LA PLACE PUBLIQUE. — (Suite.)

La place des Cordeliers où se passait la scène que nous essayons de peindre — et qui porte aujourd’hui le nom de place du Palais — n’avait pas alors cette physionomie symétrique et régulière que lui ont donnée les constructions modernes.

Vis-à-vis la rue de Bourbon qui conduit aux quais de la Villaine, on voyait, comme on le voit encore, le Palais-de-Justice, commencé sous Louis XIV sur les dessins de Jacques Desbrosses.

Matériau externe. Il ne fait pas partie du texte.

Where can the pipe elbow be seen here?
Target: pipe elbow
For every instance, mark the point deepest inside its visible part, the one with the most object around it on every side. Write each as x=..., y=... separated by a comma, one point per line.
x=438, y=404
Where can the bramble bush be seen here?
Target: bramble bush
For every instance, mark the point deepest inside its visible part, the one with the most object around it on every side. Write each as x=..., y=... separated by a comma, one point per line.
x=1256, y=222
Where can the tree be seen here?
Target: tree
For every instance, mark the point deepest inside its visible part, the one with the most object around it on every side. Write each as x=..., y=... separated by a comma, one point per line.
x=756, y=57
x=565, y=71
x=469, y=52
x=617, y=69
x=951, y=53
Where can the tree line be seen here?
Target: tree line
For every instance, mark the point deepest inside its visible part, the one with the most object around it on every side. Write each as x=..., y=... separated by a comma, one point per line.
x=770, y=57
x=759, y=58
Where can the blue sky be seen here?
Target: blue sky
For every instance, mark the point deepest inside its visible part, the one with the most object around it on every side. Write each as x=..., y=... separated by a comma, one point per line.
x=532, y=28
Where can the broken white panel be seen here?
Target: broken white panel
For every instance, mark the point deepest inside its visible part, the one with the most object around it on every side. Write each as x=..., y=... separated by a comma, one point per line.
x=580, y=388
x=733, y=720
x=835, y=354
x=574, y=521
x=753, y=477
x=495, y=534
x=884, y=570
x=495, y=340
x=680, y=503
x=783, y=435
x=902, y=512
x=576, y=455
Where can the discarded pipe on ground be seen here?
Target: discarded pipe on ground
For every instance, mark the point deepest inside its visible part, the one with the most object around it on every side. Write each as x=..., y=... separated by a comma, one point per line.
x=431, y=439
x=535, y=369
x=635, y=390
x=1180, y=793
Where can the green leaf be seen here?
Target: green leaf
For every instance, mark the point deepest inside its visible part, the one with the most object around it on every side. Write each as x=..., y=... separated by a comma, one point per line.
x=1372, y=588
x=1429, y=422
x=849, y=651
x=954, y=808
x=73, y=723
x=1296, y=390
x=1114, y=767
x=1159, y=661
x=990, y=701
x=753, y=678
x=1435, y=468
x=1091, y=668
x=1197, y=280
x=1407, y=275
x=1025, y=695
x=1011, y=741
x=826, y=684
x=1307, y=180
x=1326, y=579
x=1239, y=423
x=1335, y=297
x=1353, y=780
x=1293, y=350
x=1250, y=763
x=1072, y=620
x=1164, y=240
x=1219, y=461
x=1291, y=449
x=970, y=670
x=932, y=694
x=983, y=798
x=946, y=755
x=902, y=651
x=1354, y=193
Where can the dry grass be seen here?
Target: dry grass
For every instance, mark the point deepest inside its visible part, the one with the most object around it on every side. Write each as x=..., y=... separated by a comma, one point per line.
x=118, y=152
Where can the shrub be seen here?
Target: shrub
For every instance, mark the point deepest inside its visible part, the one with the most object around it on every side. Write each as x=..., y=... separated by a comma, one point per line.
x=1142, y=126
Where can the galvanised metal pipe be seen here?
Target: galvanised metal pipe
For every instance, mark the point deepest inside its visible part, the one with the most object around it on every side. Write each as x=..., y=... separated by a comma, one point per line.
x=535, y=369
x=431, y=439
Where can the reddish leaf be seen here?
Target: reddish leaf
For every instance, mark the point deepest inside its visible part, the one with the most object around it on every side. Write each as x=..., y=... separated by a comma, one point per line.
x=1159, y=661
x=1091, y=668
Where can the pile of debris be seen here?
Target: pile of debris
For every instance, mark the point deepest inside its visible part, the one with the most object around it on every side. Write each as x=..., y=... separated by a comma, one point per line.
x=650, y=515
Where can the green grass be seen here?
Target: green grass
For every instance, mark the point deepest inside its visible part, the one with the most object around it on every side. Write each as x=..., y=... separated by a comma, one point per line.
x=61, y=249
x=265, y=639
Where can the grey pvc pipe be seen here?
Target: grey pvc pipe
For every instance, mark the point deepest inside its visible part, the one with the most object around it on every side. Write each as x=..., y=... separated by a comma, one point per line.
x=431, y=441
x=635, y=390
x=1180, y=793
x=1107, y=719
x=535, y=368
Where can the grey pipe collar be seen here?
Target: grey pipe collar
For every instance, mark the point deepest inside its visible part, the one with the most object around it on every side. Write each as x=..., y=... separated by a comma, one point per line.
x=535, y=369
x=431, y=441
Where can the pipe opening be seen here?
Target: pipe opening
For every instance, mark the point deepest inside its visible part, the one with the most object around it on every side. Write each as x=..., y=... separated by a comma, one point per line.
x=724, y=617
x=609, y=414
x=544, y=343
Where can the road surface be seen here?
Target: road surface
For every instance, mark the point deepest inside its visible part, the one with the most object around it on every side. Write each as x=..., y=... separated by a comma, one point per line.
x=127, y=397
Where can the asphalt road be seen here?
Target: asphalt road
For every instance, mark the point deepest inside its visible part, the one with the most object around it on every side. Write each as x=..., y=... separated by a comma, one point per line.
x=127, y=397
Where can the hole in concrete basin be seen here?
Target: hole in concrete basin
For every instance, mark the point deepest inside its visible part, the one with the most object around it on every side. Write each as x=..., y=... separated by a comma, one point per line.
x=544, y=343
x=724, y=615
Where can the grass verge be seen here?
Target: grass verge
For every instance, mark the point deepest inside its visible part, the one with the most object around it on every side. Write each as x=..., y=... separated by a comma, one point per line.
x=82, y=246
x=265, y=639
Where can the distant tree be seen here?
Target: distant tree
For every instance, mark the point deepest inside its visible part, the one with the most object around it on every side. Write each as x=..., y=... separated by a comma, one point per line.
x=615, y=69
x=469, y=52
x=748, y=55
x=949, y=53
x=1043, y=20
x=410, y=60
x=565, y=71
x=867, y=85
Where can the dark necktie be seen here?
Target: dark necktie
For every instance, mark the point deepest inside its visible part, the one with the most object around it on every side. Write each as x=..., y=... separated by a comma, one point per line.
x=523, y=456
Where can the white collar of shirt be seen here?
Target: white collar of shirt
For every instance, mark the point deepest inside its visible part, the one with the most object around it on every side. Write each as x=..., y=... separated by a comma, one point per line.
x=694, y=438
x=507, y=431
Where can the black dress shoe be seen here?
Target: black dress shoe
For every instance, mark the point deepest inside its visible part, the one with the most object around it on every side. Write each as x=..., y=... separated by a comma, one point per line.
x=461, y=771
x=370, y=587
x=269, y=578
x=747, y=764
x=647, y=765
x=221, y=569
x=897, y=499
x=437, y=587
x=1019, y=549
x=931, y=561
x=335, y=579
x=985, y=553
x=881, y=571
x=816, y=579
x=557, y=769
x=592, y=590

Les sommes que coûta ce temple de la bazoche, assez médiocre en réalité, paraissaient si exagérées que Louis XVI, avec ses idées d’économies bourgeoises, regrettait que le grand roi ne l’eût pas fait construire en écus de six livres.

Mais rien n’était assez beau, assez grandiose pour messieurs du Parlement.

A gauche, en sortant du palais, on trouvait le couvent des Cordeliers (démoli en 1830), qui communiquait par un souterrain au vieux couvent de Saint Georges, agrandi sous Louis XV par la piété d’une dame de Lafayette, et converti depuis la révolution en une caserne d’infanterie.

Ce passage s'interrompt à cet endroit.